AWS CLI Access with IAM Identity Center

Overview

This guide explains how to authenticate and access AWS resources via the AWS Command Line Interface (CLI) when using IAM Identity Center.

ℹ️ Information: AWS Command Line Interface (CLI) provides the ability to interact with AWS services through the command line. When using IAM Identity Center, you can securely authenticate and access AWS resources across multiple accounts.

Authentication Overview with IAM Identity Center

When using AWS IAM Identity Center, you can authenticate to the AWS CLI using:

  • IAM Identity Center’s integrated directory
  • An external identity provider connected to IAM Identity Center

After authentication, IAM Identity Center maps your login credentials to the corresponding IAM role to execute AWS CLI commands with appropriate permissions.

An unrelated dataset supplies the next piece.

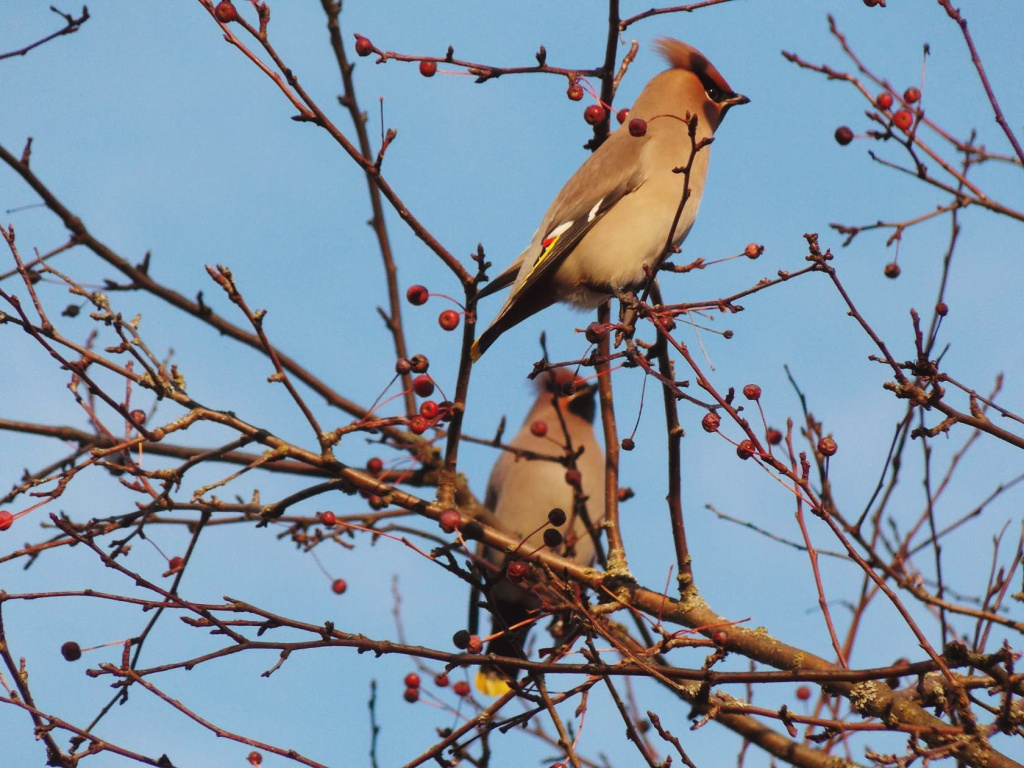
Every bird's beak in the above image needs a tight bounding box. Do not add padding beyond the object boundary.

Credential Refresh Methods

ℹ️ Information: There are two main methods for obtaining and refreshing temporary credentials for IAM Identity Center users:

1. Manual Credential Refresh

This method allows you to obtain temporary credentials for a specific IAM role associated with a permission set in an AWS account. The process:

  1. Log in to the AWS access portal
  2. Select the AWS account and permission set you need to access
  3. Copy the provided AWS CLI commands
  4. Paste and execute the commands in your terminal to set up credentials

⚠️ Warning: Temporary credentials have a limited lifespan (typically 1 hour). You need to repeat this process when credentials expire.

💡 Pro Tip: This method uses the Open ID Connect (OIDC) standard with Device Code Authorization, providing a more seamless and secure authentication experience.

The process:

  1. Configure AWS CLI with the aws configure sso command
  2. Provide the IAM Identity Center URL and AWS Region
  3. Authenticate through a web browser
  4. Select the AWS account and IAM role to access
  5. AWS CLI will automatically refresh credentials when needed

🔒 Security Note: The automatic refresh method not only improves user experience but also enhances security by:

  • Eliminating the need to copy/paste sensitive credentials
  • Automatically managing credential lifecycle
  • Supporting integrated multi-factor authentication (MFA)
  • Adhering to Zero Trust principles with short-lived sessions

ℹ️ Information: From AWS CLI v2.9.0 and above, you can use the SSO configuration file (~/.aws/config) to store multiple profiles for different AWS accounts and permission sets, allowing quick switching between different roles.